Inc’s Best Places

This month’s issue of Inc. magazine has a list of the best places for doing business in America.  The list contains 274 cities and ranks them using a formula that measures job growth.  To measure growth they looked at current-year growth, average annual growth over three years and growth over the first and second halves of the 10 years ending September, 2004.

Unfortunately for the NC Triad (Greensboro/Winston-Salem/High Point) it ranked 234, down from 147 last year.  It really isn’t a surprise given the hammering that the prominent industries around here (textiles, furniture) have taken.  It will be interesting to see what effect the new Dell plant being built here will have on next year’s ranking.

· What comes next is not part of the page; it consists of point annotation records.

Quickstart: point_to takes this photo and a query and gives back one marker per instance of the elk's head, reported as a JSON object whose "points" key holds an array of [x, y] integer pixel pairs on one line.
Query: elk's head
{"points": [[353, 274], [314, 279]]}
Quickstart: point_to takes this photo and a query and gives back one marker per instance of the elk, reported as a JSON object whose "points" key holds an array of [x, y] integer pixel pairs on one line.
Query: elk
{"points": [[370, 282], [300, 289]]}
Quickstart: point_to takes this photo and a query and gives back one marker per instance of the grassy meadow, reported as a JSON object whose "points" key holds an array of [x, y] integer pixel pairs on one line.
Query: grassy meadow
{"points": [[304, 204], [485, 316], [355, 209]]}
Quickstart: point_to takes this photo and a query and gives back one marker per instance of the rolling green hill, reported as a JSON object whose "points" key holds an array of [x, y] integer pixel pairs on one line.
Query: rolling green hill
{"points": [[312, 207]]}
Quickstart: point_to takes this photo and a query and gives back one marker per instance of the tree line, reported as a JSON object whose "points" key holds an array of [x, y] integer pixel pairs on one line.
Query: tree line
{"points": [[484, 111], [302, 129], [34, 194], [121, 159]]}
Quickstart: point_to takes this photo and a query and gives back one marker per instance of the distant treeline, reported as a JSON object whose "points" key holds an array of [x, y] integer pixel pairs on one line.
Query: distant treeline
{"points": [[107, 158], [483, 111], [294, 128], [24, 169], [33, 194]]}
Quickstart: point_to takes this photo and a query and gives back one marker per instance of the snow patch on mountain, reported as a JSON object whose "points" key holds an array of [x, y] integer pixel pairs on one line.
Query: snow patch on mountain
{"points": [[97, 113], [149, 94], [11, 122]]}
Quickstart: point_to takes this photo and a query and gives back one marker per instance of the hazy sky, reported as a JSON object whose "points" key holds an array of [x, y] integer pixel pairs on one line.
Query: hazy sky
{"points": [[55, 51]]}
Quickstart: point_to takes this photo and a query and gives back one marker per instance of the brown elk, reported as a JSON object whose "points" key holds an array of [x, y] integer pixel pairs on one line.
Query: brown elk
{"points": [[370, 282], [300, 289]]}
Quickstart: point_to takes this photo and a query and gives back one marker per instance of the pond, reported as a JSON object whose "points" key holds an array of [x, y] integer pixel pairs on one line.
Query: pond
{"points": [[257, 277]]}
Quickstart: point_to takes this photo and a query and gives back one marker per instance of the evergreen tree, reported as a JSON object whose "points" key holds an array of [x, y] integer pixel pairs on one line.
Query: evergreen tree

Me being a glass-half-full kind of guy I look at the Triad as a great entrepreneurial opportunity.  Why?  Lower costs (rent is cheap, labor is abundant, and wages are lower due to low cost of living), good infrastructure, good local universities, and great quality of life.  You also have easy access to other metro areas (1 hour to Charlotte, 1 1/2 hours to Raleigh-Durham, 45 minute flight to DC and Atlanta), so you get the benefit of their business without the traffic. So if you’re an entrepreneur come on in, the water’s great.

Speaking of DC: My old stomping ground, Northern Virginia, leapt from 54 last year to 11
this year.  The magazine attributes it to all the war spending, and
interestingly separates Northern Virginia from DC (28, up from 29) and
the Maryland Suburbs (29, down from 25).